> I think this a great way of presenting type features that interact! props to the author for cooking it up
It's a great way to present it, but like Scala's infamous "Periodic Table of Dispatch Operators", stuff like is rather off putting. Why use crude sigils when you could just as well use easily understood keywords (like ref, out, unsafe etc. in C-Sharp)?
It's nice to have very common features be syntactically lightweight, and sigils are incredibly lightweight compared to two-or-three character keywords. Rust code uses these pointers in all but the most trivial code, so they'll be showing up a lot; in contrast, I suspect as a non-C# programmer that ref and out are not as widely used in most C# codebases as ~ and & are in Rust. There are also not that many sigils, all told—three sigils for pointers plus a few other operators that appear in this table.
Additionally, this table is different from the tables of Scala dispatch operators, Perl operators, &c because of its regularity—it has two axes and a good deal of the information presented is a straightforward function of a cell's position in the table[1]. For example, the entry in the Owned column and the String row is going to be an... owned string, which is going to be prefixed with ~ (like every cell in the Owned column) and have a base type of str (like every cell in the String row). This is a far cry from the table of Scala's dispatch operators, in which there's no consistent indication of what a given operator will necessarily do aside from a general grouping of like operators.

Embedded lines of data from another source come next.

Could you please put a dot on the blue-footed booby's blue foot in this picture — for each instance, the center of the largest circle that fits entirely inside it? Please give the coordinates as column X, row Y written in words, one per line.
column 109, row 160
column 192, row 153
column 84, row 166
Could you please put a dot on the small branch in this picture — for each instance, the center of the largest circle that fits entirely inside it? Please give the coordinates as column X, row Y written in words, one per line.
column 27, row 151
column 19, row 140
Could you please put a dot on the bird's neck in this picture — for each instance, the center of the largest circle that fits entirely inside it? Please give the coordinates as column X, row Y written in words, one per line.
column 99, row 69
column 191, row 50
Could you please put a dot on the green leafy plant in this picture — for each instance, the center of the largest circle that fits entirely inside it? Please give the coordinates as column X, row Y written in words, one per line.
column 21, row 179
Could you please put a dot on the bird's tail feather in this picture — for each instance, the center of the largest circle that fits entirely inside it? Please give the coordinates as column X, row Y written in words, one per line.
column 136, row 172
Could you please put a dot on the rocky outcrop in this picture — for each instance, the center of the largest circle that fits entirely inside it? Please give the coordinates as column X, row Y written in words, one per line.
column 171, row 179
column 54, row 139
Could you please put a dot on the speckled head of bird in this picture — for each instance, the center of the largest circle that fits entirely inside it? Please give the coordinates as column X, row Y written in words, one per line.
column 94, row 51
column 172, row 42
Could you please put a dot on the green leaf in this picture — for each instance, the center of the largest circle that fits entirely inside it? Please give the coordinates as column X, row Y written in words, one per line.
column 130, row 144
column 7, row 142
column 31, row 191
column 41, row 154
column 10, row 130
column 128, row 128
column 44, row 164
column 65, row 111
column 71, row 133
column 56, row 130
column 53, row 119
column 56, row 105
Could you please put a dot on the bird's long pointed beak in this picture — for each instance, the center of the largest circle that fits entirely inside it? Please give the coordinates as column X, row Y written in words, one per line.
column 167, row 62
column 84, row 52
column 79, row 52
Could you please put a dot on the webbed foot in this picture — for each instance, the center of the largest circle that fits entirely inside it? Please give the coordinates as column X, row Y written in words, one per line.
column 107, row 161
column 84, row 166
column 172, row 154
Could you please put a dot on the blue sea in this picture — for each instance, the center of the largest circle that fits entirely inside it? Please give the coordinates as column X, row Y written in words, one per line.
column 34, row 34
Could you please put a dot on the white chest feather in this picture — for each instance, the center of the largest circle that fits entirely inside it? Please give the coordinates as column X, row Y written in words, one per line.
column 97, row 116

[^1, edit]: That isn't to say that ALL the information is a (predictable) function of a cell's position in the table. Some of that irregularity comes from arguably expected consequences of Rust semantics (e.g. of course you can't have a bare string, because you can only have bare values whose sizes are known in advance, and you don't know how long a string will be) while some is genuinely arbitrary, like the syntactic sugar for functions.
Re: the dispatch periodic table. This is from a library in Scala (a web client called dispatch) that was someone's first project in Scala and went very overboard on the use of operators. It is generally considered bad design.
Just to avoid any misunderstandings: The linked page is a (very nicely done) joke. These are not Scala operators, but (by now retired) operators of a particular third party library for Http dispatch.
That's a shame, I happen to like the use of sigils to denote pointer types, to my eyes it makes code a lot easier to read.
Out of curiosity why are they making the change? And will they add the `let x = box Thing` syntax or as an optional addition to the language or will it fully replace the old `let = ~Thing` syntax?
I think the idea is to make heap allocation taxing to type. Basically the sigil is too easy to type, so its easy for application to just allocates a whup ass of memory. So, this way it might force you to think about each allocation.
There are some trends. Types to the right are "subsets" of types to the left; e.g. a &mut T can coerce to a &T, similarly, you can box a T into a ~T, or take references to get an &mut T or &T.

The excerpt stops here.